Bioinformatics — 生物信息学
v1.0.0分析DNA、RNA和蛋白质序列,使用比对、变异调用和表达分析流程。
运行时依赖
安装命令
点击复制技能文档
设置up
On first use, read 设置up.md for integration 图形界面delines. 创建 ~/bioin格式化ics/ with user consent to store project 上下文 and preferences.
When to Use
User needs to analyze bio记录ical sequences, 运行 genomic 流水线s, or interpret sequencing data. 代理 handles sequence alignment, variant calling, expression analysis, and 格式化 conversions.
Architecture
Memory lives in ~/bioin格式化ics/. See memory-template.md for structure.
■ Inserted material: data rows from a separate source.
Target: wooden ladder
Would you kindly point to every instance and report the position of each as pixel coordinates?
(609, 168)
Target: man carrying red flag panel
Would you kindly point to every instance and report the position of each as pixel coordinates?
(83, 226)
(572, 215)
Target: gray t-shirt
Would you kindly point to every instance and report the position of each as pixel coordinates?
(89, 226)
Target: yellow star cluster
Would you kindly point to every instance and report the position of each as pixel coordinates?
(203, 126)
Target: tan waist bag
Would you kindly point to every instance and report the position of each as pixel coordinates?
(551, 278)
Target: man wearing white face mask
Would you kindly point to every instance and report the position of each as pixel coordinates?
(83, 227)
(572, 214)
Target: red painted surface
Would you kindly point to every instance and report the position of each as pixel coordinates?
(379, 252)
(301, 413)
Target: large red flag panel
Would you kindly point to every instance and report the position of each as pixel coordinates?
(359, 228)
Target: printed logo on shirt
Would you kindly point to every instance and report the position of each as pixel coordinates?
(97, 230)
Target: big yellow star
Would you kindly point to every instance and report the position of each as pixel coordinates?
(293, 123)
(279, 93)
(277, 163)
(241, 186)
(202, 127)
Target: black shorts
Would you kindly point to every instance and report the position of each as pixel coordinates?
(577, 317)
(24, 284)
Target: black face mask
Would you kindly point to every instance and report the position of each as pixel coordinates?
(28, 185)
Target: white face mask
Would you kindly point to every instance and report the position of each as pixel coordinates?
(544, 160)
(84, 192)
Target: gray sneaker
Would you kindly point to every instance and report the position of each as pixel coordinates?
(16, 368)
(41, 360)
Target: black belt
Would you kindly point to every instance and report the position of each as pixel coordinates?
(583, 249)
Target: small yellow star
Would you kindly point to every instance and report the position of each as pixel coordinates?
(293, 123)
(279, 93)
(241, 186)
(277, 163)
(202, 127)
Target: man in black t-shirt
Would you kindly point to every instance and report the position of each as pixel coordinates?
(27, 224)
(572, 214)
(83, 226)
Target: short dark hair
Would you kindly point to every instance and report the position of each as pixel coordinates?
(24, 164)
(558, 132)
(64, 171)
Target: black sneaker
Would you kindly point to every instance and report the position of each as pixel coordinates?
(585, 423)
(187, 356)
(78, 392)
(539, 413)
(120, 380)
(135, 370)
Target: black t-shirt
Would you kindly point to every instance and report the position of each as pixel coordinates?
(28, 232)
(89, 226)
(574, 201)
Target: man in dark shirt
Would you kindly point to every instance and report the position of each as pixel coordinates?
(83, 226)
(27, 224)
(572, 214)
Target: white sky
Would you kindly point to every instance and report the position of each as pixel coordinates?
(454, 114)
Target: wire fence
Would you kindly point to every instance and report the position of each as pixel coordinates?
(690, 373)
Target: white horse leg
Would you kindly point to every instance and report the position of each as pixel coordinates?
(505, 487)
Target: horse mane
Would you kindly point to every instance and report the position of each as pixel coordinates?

~/bioin格式化ics/ ├── memory.md # Projects, preferences, reference genomes ├── 流水线s/ # Saved 流水线 configurations └── 结果s/ # Analysis 输出s and 记录s
Quick Reference Topic File 设置up process 设置up.md Memory template memory-template.md File 格式化s 格式化s.md 工具 commands 工具s.md RNA-seq 流水线 rnaseq.md Variant calling variants.md Core Rules
- 验证 输入 质量 First
Before any analysis, 检查 输入 data 质量:
FASTQ: 运行 FastQC, 检查 per-base 质量, adapter content BAM: 验证 排序ed, 索引ed (sam工具s quick检查) VCF: 验证 格式化 (bcf工具s view -h)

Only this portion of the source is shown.